Quincy Conserve — and there are clips on YouTube to back me up on this — were a red-hot jazz/funk/rock beast. They owed a chunk of their sound to the New York funk supergroup Blood, Sweat and Tears, but they were also a tight, lean, and fantastically entertaining and danceable unit in their own right. Rodger turned up, played one audition, and was on stage that night.
So I called up my Dad, and I said, “You know that classical trombone career I was going to have… well I’ve joined a rock band.” And he said, “As long as you do it the best you can, that’s all we want.” And that was that.
So you had one the biggest gigs in town?
Yeah, I guess so. We were playing four gigs a week at least. We were house band at the Downtown Club, and we were also studio band for EMI. There’s not much out of New Zealand on record between 1970 and 1973 that we weren’t on.
What people forget, is how much more work there was around then. For everyone, but especially musicians. There were three or four bands, all with brass sections, all playing in Wellington half the nights of the week. The bars all stayed open until 11pm, and the clubs would be open until 2am, and there would be a band playing everywhere you went.
One day, I have to do a piece for FishHead on that myth — put around by journalists who clearly never got invited to the good parties — that Wellington was a boring town until the liquor companies took over Courtenay Place in the 1990s.
But for now, there is so much of this story left to tell, and no space left to tell it.
Rodger started the band that still carries his name within three years of joining the Quincy Conserve. Realising there was a gap for a dedicated jazz session band, he pulled together a group, and had them in paying work within three months.
In the 40 years since, The Rodger Fox Big Band has played all over the world, and earned good reviews wherever they have gone. Louis Bellson, Joe Williams and Michael Brecker have all performed with them.

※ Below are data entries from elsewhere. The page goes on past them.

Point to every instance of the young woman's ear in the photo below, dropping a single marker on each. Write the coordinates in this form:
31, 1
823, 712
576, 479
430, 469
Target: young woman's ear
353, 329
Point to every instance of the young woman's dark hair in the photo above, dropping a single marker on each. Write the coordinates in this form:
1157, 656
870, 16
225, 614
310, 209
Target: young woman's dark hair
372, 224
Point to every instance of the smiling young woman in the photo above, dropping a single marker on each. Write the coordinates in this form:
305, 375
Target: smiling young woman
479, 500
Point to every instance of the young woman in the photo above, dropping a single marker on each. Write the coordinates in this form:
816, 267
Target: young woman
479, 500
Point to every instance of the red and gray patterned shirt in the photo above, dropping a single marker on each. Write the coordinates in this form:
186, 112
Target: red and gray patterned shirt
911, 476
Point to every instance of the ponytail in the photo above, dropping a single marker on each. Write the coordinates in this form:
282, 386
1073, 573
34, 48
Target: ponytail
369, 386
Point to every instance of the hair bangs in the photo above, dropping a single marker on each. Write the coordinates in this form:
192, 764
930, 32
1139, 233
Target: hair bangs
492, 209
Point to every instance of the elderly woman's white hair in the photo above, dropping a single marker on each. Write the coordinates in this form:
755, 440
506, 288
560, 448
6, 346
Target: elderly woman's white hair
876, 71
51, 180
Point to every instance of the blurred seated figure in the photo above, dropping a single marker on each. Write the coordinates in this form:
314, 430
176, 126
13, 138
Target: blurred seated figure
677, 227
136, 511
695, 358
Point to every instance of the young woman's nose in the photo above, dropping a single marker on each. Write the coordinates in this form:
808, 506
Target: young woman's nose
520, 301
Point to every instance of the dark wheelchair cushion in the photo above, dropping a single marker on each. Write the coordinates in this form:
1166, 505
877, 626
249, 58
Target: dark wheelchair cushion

Rodger still runs the band, and keeps the average age of the roster at around the mid-20s. Today they sound better and more skilled than ever.
Rodger is also a senior lecturer at the New Zealand School of Music, and leads the school’s highly regarded jazz ensembles. He’s had more influence on Wellington’s music scene than almost anyone else I could name. And yet, all of that might have to wait for another piece, another month. As with all good Wellington stories, this one is still being written.